- City: Winston-Salem, North Carolina
- League: Southern Professional Hockey League
- Founded: 2005
- Home arena: Lawrence Joel Coliseum Annex
- Colors: navy blue, red
- Owner: Bob Kerzner
- Media: Winston-Salem Journal

Franchise history
- 2005–2007: Pee Dee Cyclones
- 2007–2009: Twin City Cyclones

Championships
- Regular season titles: 0

= Twin City Cyclones =

Originally called the Pee Dee Cyclones, the Twin City Cyclones were a minor league ice hockey team based in Winston-Salem, North Carolina. They began play in the Southern Professional Hockey League (SPHL) in the 2005–06 season. In the 2005–06 season, they finished sixth out of seven teams in the regular season standings, made the playoffs, but lost in the first round to the Knoxville Ice Bears. In the 2006–07 season, their final in Florence, South Carolina, the Cyclones finished in seventh place and failed to make the playoffs. They were called the Pee Dee Cyclones as the region of South Carolina around Florence that is usually named after the Pee Dee River.

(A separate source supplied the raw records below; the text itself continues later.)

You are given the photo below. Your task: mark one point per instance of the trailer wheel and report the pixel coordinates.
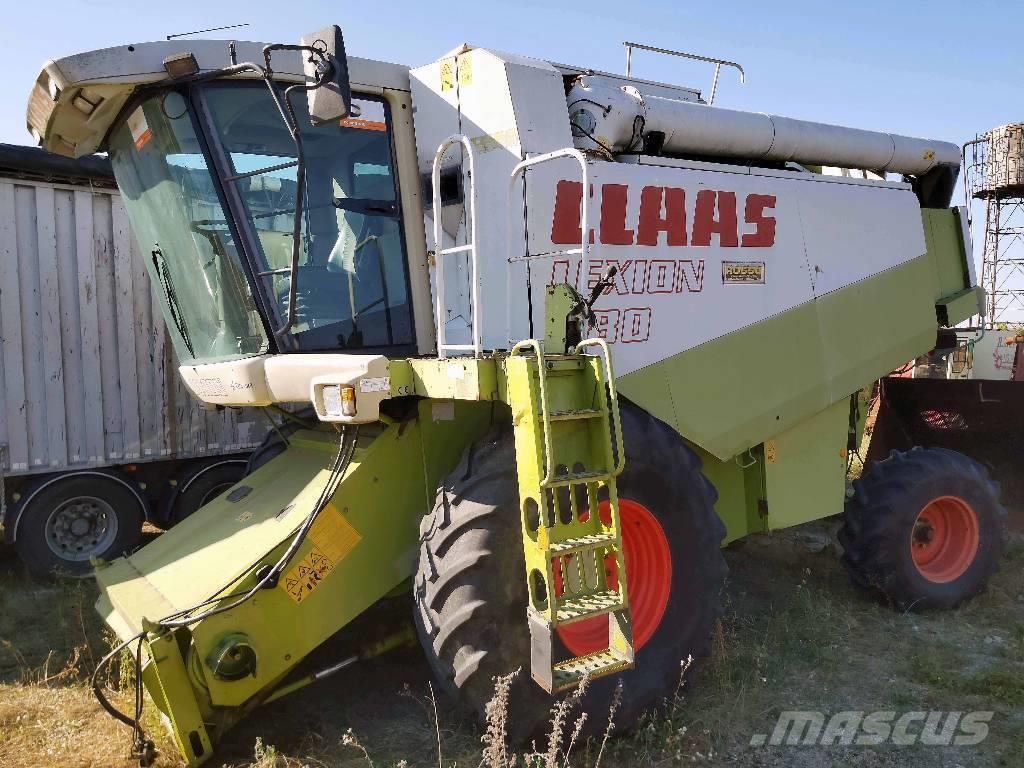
(65, 520)
(925, 527)
(200, 483)
(470, 589)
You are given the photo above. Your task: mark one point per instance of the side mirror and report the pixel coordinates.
(333, 100)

Unable to reach a new lease agreement with the Florence Civic Center, the Cyclones relocated Winston-Salem for the 2007–08 season. Two seasons later, on March 31, 2009, the Cyclones ceased operations, citing the American economic downturn as a reason for their folding.

In 2010, the Kerzners, the former owners of the folded Cyclones, were granted another expansion franchise in the Augusta RiverHawks.